= May 1872 East Sydney colonial by-election =

By-election in New South Wales, Australia

A by-election was held for the New South Wales Legislative Assembly electorate of East Sydney on 22 May 1872 because Henry Parkes had been appointed Premier and Colonial Secretary, forming the first Parkes ministry. Such ministerial by-elections were usually uncontested however on this occasion a poll was required in East Sydney and Newcastle (George Lloyd), while the five other ministers, Edward Butler (Argyle), James Farnell (Parramatta), Joseph Innes (Mudgee), William Piddington (The Hawkesbury) and John Sutherland (Paddington), were re-elected unopposed.

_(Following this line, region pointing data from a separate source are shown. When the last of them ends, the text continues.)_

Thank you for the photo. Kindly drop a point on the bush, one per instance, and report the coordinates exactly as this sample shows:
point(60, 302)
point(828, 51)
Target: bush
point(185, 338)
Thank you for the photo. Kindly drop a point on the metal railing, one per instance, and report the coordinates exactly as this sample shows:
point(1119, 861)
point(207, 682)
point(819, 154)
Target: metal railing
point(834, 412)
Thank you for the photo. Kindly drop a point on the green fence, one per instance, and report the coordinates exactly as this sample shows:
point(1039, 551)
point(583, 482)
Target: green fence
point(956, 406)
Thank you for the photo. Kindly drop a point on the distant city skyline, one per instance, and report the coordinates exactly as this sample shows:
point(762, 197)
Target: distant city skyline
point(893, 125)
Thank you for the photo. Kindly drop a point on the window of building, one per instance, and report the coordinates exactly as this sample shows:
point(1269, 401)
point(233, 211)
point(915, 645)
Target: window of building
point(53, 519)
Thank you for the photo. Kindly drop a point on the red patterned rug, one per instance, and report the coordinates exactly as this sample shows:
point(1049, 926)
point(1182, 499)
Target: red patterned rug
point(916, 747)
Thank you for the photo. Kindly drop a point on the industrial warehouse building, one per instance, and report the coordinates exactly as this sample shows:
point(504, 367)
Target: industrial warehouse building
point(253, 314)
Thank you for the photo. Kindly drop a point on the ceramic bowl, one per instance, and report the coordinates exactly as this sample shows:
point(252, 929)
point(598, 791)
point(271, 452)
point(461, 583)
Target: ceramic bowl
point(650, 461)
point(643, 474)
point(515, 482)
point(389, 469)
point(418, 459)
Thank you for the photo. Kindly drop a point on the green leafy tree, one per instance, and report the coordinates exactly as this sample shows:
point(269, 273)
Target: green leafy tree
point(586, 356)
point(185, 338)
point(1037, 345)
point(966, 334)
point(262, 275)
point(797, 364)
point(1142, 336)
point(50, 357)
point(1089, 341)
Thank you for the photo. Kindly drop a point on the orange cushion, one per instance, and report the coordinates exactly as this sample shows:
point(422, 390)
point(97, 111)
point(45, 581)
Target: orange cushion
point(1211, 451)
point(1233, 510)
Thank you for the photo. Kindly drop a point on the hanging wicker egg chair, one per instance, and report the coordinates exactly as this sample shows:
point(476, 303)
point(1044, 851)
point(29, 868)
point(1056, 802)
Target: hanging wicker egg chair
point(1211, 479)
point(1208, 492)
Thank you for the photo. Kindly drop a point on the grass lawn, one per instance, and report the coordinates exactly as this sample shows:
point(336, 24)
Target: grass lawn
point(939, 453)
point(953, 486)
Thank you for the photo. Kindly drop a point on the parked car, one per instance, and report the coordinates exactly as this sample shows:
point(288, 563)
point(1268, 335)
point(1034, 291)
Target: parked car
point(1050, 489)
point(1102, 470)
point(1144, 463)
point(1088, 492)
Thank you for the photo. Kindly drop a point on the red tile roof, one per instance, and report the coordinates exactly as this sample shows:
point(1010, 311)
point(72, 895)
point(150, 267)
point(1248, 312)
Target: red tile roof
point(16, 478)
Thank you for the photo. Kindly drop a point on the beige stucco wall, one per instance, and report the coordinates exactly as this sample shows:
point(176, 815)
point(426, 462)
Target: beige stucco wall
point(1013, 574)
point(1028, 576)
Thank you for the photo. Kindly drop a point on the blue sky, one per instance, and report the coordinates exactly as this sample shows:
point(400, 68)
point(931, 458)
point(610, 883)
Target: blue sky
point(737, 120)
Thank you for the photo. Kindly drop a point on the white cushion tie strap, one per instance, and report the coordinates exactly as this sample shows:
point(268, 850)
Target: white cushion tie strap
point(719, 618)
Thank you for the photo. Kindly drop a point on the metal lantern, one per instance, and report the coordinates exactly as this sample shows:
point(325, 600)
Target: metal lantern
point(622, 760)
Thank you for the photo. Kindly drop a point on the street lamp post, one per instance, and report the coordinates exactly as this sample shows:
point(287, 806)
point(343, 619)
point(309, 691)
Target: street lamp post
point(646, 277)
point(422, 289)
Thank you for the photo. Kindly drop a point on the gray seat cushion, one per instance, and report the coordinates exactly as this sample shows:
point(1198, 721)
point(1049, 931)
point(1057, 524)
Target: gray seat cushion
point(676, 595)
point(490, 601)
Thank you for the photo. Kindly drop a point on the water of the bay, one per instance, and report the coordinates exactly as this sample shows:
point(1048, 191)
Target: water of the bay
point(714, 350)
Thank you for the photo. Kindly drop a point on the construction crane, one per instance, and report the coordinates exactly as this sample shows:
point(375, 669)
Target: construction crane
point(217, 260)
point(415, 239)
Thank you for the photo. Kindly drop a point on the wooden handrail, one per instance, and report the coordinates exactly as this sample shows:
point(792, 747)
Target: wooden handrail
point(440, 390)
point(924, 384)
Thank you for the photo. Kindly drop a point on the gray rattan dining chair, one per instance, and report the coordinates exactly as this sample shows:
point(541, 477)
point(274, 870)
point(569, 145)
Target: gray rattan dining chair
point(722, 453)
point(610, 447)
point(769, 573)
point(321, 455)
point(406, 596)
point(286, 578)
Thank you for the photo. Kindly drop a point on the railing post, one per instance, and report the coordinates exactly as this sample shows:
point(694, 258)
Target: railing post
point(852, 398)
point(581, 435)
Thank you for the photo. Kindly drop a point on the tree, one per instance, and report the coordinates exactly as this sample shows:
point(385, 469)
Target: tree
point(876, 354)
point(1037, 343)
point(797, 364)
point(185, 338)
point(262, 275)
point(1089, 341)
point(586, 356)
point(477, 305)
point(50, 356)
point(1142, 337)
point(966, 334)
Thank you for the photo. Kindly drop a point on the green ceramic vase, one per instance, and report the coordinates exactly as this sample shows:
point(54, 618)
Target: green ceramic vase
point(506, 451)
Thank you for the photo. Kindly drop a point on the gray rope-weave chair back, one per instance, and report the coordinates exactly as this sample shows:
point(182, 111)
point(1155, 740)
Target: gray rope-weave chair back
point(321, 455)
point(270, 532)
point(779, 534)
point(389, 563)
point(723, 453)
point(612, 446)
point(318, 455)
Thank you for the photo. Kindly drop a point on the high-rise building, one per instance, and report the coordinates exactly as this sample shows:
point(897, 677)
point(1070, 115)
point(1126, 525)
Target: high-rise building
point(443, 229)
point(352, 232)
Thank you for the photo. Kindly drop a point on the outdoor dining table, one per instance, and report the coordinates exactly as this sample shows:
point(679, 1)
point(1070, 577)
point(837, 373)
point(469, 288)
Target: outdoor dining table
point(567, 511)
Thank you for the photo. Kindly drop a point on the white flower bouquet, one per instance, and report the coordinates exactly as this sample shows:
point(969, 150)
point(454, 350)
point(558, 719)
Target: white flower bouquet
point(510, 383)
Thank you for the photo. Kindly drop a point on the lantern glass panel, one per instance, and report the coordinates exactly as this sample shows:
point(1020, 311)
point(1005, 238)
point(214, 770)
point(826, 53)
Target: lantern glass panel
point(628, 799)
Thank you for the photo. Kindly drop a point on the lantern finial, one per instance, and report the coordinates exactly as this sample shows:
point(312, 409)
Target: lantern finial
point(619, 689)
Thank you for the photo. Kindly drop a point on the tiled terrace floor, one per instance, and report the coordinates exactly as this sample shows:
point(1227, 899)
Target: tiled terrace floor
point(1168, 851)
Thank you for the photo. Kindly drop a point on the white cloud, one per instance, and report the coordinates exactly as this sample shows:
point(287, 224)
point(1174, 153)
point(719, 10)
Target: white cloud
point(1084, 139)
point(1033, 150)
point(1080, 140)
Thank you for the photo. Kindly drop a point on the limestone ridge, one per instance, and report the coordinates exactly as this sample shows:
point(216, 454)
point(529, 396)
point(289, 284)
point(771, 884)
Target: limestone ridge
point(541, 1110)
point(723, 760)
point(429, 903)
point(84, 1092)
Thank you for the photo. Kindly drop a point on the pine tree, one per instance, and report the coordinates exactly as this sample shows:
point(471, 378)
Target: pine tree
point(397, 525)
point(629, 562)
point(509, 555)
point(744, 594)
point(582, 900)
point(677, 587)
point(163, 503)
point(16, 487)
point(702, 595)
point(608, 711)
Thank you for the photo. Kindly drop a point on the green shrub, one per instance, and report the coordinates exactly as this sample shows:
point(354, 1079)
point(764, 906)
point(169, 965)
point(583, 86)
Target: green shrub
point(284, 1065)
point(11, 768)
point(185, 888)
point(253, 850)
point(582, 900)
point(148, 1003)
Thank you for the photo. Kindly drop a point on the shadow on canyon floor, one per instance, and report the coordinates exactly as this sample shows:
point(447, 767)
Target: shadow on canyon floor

James Jones had been an unsuccessful candidate for Central Cumberland at the 1868 by-election, and the 1869 election.

==Dates==

| Date | Event |
|---|---|
| 14 May 1872 | First Parkes ministry appointed. |
| 15 May 1872 | Writ of election issued by the Speaker of the Legislative Assembly. |
| 20 May 1872 | Nominations |
| 22 May 1872 | Polling day |
| 11 June 1872 | Return of writ |

==Result==

1872 East Sydney by-election Wednesday 22 May
| Candidate |  | Votes | % |
|---|---|---|---|
| Henry Parkes (re-elected) |  | 2,686 | 68.8 |
| James Jones |  | 1,216 | 31.2 |
| Total formal votes |  | 3,902 | 100.0 |
| Informal votes |  | 0 | 0.0 |
| Turnout |  | 3,902 | 35.0 |

Henry Parkes was appointed Premier and Colonial Secretary, forming the first Parkes ministry.